WASHINGTON – President Barack Obama and 20 business leaders worked through lunch Wednesday on ways to boost anemic U.S. job creation and improve their own testy relations amid rising anxiety over the slow economic recovery.
The president said he wants ideas from business leaders on how to “seize the promise of this moment.”
The closely watched session represents something of a reset for the president as he seeks common ground with a business community that has bristled over the administration’s approach to health care, financial regulations and executives’ bonuses.
With U.S.unemployment at 9.8 percent and weak home prices and tight credit placing a drag on growth, the president was looking to shake loose more than $1.9 trillion in untapped corporate cash to help the recovery.
Agenda items included an overhaul of the tax system, ways to ease regulations on business and greater private sector investments.
A priority for business leaders is altering or eliminating regulations they believe are creating uncertainty and hindering growth, a step White House officials say Obama is open to considering.
The policy climate for Obama-business relations has changed since the November elections altered the balance of power in the capital, giving Republicans control of the House.

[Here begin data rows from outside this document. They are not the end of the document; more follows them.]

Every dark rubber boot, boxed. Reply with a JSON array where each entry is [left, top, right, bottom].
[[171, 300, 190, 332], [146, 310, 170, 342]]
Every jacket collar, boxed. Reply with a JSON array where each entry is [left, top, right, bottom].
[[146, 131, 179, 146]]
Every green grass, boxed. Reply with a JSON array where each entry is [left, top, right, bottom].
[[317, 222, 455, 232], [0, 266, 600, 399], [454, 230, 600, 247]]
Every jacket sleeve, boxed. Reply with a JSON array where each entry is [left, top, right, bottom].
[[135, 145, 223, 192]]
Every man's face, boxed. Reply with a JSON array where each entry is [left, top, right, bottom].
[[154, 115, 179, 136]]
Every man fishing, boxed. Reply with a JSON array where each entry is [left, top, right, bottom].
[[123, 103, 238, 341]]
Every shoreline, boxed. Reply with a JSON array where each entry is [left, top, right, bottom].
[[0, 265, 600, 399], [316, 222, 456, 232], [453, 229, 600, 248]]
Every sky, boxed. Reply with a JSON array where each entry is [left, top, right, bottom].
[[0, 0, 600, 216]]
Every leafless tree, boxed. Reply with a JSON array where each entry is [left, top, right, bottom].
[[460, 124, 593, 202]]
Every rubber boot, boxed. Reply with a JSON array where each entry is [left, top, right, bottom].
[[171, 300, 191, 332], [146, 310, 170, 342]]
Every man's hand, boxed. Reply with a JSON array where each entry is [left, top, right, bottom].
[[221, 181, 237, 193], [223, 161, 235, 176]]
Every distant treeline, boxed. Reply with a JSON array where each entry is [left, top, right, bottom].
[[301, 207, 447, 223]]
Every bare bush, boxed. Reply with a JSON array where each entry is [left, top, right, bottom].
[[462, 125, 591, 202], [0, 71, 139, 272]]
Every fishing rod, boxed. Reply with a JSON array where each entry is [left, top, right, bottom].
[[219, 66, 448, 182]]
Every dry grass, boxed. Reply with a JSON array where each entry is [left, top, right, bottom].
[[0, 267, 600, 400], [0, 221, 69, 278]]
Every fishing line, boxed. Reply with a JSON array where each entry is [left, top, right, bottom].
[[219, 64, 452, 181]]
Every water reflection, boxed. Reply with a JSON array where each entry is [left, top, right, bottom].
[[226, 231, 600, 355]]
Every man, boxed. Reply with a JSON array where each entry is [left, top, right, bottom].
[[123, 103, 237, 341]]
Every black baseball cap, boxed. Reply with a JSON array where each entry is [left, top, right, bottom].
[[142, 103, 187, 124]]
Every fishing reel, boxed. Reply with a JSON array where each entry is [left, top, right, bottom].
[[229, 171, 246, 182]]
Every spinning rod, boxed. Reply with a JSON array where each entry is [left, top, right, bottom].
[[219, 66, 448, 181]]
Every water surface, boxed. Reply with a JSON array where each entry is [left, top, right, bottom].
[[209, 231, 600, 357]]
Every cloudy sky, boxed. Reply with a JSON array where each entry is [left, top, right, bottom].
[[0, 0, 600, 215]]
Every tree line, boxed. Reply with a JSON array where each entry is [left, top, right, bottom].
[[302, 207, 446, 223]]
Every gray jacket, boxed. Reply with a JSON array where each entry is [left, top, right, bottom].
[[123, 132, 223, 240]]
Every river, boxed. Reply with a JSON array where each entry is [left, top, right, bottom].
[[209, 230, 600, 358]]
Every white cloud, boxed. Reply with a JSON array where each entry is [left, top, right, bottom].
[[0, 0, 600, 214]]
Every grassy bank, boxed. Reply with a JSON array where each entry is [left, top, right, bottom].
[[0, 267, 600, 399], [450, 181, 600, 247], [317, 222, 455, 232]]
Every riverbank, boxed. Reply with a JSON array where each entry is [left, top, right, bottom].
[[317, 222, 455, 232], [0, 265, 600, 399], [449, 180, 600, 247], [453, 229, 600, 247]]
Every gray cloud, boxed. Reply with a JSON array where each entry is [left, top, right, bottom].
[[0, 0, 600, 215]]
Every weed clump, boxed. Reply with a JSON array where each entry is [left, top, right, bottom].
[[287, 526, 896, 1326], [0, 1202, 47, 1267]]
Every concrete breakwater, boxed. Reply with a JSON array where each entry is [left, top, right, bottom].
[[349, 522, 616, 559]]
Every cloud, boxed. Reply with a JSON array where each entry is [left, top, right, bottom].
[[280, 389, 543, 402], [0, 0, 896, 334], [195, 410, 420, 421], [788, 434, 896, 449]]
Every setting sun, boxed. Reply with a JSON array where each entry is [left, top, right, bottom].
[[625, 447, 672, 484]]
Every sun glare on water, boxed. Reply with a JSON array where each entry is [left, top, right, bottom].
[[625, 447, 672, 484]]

In recent weeks, Obama announced a new trade agreement with South Korea that corporate leaders applauded and negotiated a tax deal with Republicans that included new business investment incentives. The Senate passed that measure on Wednesday.
No major announcements were expected from the session. But Obama’s outreach meets the White House’s goal of sharpening his image as a president willing to reach out to former antagonists, a move that has angered liberals but could resonate with independent voters.
The office of House Republican leader John Boehner issued a statement calling the session a “nothingburger,” arguing that previous attempts had not resulted in any business-friendly policies.
“The White House’s ‘olive branches’ to the business community are more like twigs, really,” the statement said.
In his comments, Obama pushed his agenda of investment in education, cleaner energy sources and high-speed rail. And he spoke of making a firmer stand in Washington on fiscal discipline, an area where Congress and White House have long made promises but with little result.
Overall, Obama said the path to economic growth is clear, and he added: “I’m committed to taking that path. I know America’s business leaders are as well.”
Some of the executives are Obama backers and members of White House advisory boards who have worked with the administration for some time.
But there are past critics in the group, too. Jeff Immelt, chief executive of General Electric, has complained that “government and entrepreneurs are not in sync.” And he has called for progress in shaping an energy policy. “Our policy is uncertainty,” he said in June.
Treasury Secretary Timothy Geithner, released from the hospital days ago after undergoing treatment for a kidney stone, was expected to participate, too.
“We have to be competitive, and the private sector needs to stand up,” said Austan Goolsbee, the chairman of the White House Council of Economic Advisers. “There is opportunity perhaps in the fact that the corporate sector has begun to rebound and there is cash on their balance sheets.”